1. MSE as a Classifier Loss: The empirical results confirm that MSE loss can be a viable alternative to CE for multi-class classification, achieving comparable accuracy. In some settings, like adversarial robustness (shown in the appendix), MSE might even offer advantages. This suggests MSE is a practical option to consider, especially given its analytical tractability explored in the paper.
2. Understanding Training Dynamics: The loss decomposition ($$L_{\text{LS}}, L_{\text{Dev}}, L_{\text{NC1}}, L_{\text{NC2+NC3}}$$) provides a framework for analyzing what the network is optimizing at different stages. Observing these components during training can offer insights into the training process – for instance, confirming whether the classifier stays close to the LS optimum ($L_{\text{Dev}}$ negligible) or identifying which NC property is being minimized fastest ($L_{\text{NC1}}$ vs $L_{\text{NC2+NC3}}$).
3. Theoretical Model for Late-Stage Training: The concept of the central path and the derived dynamics provide a simplified theoretical model for understanding the behavior of deep networks during TPT. While based on assumptions (continuous flow, zero global mean, specific renormalization), this model offers a tractable explanation for NC, a complex empirical phenomenon. This could potentially guide the development of better optimization algorithms or regularization techniques aimed at achieving beneficial late-stage properties.
4. Relevance of Normalization: The theoretical analysis highlights the role of feature normalization (like the explicit renormalization studied, related to Batch Norm) in shaping the geometric structure of features. The findings connect the idea of whitening features to the dynamics that lead to the Simplex ETF structure and feature collapse.
5. Reproducibility: The authors provide PyTorch code and data on Google Colab and Stanford Digital Repository, making it straightforward for practitioners to reproduce their empirical findings on MSE-NC and the loss decomposition. This allows others to verify the phenomenon on their own datasets and architectures.

Implementation Considerations:

• Monitoring Loss Components: Implementing the calculation of $L_{\text{LS}}$ and $L_{\text{Dev}}$ (requiring computing the least-squares classifier at each step) during training adds computational overhead, but it can be a valuable diagnostic tool.
• Computational Resources: The experimental appendix details the use of GPU clusters for training, indicating standard deep learning resource requirements.
• Limitations: The theoretical analysis on dynamics makes simplifying assumptions (continuous gradient flow, zero global mean, ignoring weight decay).
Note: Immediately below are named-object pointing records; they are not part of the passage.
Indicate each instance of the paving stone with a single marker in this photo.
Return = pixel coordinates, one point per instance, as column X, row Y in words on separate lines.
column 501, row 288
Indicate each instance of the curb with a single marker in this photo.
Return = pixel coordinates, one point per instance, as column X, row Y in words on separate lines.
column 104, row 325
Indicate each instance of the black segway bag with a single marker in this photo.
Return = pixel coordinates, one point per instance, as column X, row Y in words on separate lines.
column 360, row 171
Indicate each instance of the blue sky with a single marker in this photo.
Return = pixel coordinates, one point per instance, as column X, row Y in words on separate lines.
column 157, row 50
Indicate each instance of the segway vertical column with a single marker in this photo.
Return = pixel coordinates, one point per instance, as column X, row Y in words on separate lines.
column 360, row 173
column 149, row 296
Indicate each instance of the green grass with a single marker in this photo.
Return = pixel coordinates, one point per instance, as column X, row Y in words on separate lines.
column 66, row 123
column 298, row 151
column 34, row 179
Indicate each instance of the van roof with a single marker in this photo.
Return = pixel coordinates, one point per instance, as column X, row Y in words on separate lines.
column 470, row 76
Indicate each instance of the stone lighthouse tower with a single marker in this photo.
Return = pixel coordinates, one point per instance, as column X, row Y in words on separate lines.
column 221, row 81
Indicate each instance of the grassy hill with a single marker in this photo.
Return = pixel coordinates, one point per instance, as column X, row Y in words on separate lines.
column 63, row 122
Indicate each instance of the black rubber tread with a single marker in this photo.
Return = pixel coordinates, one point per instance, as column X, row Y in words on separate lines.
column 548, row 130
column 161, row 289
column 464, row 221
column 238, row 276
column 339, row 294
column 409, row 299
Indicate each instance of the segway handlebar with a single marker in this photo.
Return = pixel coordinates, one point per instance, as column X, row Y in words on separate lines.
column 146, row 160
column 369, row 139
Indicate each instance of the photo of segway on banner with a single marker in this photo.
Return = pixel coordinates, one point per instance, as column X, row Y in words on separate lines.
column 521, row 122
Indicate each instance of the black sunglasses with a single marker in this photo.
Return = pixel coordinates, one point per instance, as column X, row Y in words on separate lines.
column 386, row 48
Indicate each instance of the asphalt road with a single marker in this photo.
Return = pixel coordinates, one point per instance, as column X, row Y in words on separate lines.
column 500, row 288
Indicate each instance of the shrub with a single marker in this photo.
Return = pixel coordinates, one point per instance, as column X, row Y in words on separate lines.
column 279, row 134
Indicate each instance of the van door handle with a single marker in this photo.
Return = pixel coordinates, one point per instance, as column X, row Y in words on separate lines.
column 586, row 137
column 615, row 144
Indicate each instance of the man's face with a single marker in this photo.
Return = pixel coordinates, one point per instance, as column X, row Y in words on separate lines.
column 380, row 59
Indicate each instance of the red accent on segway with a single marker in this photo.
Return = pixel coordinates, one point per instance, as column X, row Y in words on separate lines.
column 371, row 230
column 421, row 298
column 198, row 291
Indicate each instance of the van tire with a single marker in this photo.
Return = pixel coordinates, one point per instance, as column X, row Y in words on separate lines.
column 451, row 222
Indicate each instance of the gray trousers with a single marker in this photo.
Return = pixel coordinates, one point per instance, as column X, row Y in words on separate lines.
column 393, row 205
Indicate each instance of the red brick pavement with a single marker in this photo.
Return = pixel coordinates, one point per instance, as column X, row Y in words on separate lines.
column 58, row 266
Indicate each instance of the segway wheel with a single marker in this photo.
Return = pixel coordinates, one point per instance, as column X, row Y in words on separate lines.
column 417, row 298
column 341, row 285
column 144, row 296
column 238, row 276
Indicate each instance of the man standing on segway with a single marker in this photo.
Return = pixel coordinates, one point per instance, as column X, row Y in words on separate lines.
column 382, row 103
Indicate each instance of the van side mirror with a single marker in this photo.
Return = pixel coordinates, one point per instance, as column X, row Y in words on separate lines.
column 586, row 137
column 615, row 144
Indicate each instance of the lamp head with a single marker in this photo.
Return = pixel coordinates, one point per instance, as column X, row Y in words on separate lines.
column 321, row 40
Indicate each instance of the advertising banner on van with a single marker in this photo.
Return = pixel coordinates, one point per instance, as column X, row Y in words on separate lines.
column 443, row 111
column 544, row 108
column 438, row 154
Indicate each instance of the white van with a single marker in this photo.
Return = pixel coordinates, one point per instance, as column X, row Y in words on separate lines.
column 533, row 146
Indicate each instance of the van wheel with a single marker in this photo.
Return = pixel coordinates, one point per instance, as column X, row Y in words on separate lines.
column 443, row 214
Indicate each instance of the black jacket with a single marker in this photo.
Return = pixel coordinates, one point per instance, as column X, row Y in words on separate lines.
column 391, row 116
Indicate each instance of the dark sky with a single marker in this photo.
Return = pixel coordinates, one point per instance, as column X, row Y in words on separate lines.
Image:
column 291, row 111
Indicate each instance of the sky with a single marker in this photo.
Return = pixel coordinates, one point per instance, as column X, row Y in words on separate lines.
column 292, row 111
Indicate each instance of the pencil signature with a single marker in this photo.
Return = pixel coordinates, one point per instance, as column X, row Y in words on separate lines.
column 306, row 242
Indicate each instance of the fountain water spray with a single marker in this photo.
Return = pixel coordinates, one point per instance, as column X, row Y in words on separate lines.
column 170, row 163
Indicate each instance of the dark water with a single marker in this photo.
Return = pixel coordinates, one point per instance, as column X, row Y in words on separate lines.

While motivated empirically, these are approximations of real SGD training with biases and weight decay. The empirical results also show some dataset/architecture combinations (like STL10-ResNet/DenseNet) exhibit outlier behavior, suggesting the theory might not universally apply or requires adjustments for certain problems. The analysis of NC on test data (shown in the appendix) indicates slower collapse compared to training data, suggesting the connection between NC and generalization is complex and an area for further research.

In summary, this paper validates that Neural Collapse is a phenomenon not exclusive to CE loss but also occurs under MSE loss. By carefully decomposing the MSE loss and analyzing feature dynamics on an empirically motivated "central path", the paper provides a tractable theoretical framework that derives the core NC properties from first principles, offering valuable insights into the geometric structure that emerges during the late stages of deep network training. The provided code enhances the practical utility by enabling reproduction and further exploration.